The type of natural frac sand located on the Minnesota property is commonly referred to as Northern White or Jordon Sandstone. The extensive third party geological testing and “small plant simulation” testing indicates that the concentration of “coarse sand material” located in this mineral, is among the highest in the industry. This coarse material is used extensively in oil and liquid gas unconventional shale areas in the United States, particularly those areas known as the Bakken, Eagle Ford, Permian and Utica shale gas plays. In order to develop the Minnesota Project property and to meet growing demand for coarse frac sand, the Company’s development plan includes building a 2.4 million ton sand processing facility on the Owners property, along with the associated infrastructure for shipping. The frac sand product processed from this facility will be delivered via rail, water and road transportation. The location of the property contains an existing rail line which bi-sects the property and is readily accessible by major roads.

CONROE MINERAL LEASE - In addition to the Minnesota Project described above, which contains mineral content suited for oil and liquid gas production, the Company currently has a mineral lease on a 350 acre site located in Conroe, Texas that contains approximately 41 million tons of aggregates, including industrial sand and gravel and a portion of which is desirable for certain types of oil and gas fracturing, or “fracing”. The Company has completed geological sampling and continues to evaluate the best use of the minerals.   

The Company has commenced the process of raising the significant capital requirements necessary to execute on its business model. The Company anticipates raising the necessary capital from all or a combination of the following sources: a) construction financing from a variety of third parties, including the current owners of the property that are the subject of the lease;
 
 
10

 

b) public or private debt and/or equity financing; c) pre-payments from customers for the sale of frac sand ; d) strategic partners who may also provide a variety of services, including logistics management, product transportation and distribution ; and e) the sale of assets, including those of CGNA. There can be no assurance that the Company will be successful in raising the significant capital required to continue its operations.  The Company intends to direct all capital raised for the development and construction of the Minnesota Project.

DISCONTINUED OPERATIONS

During 2011, we acquired CGNA. The CGNA assets that we acquired under the Acquisition Agreement for stock include numerous patents pending many of which are in the “pending” state, an operating tire recycling plant and license agreements for a method of recycling 100% of scrap tires with a near zero carbon footprint (the “Carbon Green System”).  All of the patents pending are outside the United States covering 46 countries.  In December 2011, Company management made the decision to sell CGNA.  As a result of this decision, the Company recorded a write-down of the book value of CGNA assets to the estimated fair value less cost to sale.  The operations of CGNA are presented in the accompanying condensed consolidated financial statements as “Discontinued Operations.”
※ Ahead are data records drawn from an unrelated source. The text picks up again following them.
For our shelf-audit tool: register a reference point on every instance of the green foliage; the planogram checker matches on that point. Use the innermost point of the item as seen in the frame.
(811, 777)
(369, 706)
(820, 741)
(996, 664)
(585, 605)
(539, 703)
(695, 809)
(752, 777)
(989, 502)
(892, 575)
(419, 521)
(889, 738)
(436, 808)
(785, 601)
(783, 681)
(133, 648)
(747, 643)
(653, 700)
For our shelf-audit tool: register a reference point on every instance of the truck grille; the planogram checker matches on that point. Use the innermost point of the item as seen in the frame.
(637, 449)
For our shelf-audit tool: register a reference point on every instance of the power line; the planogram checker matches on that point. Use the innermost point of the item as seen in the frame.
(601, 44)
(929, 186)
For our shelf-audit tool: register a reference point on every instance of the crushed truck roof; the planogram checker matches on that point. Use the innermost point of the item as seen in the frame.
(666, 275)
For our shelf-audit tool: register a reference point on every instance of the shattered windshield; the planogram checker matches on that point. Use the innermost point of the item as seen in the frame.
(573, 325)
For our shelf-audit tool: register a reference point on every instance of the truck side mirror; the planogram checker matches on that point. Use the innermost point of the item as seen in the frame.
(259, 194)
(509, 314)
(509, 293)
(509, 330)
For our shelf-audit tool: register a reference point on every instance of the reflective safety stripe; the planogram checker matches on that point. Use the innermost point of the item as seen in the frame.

As a result of the decision to sell CGNA, the value of continuing the operations of Hunt BioSolutions diminished significantly.  In December 2011, Company management made the decision to shut down the operation of this subsidiary.  As a result of this decision, the Company recorded a write-down of the book value of its biofuels assets. The operations of Hunt BioSolutions are presented in the accompanying condensed consolidated financial statements as “Discontinued Operations.” The Company also executed a Rescission Agreement as discussed in Note 5 to the Condensed Consolidated Financial Statement included in this Form 10-Q.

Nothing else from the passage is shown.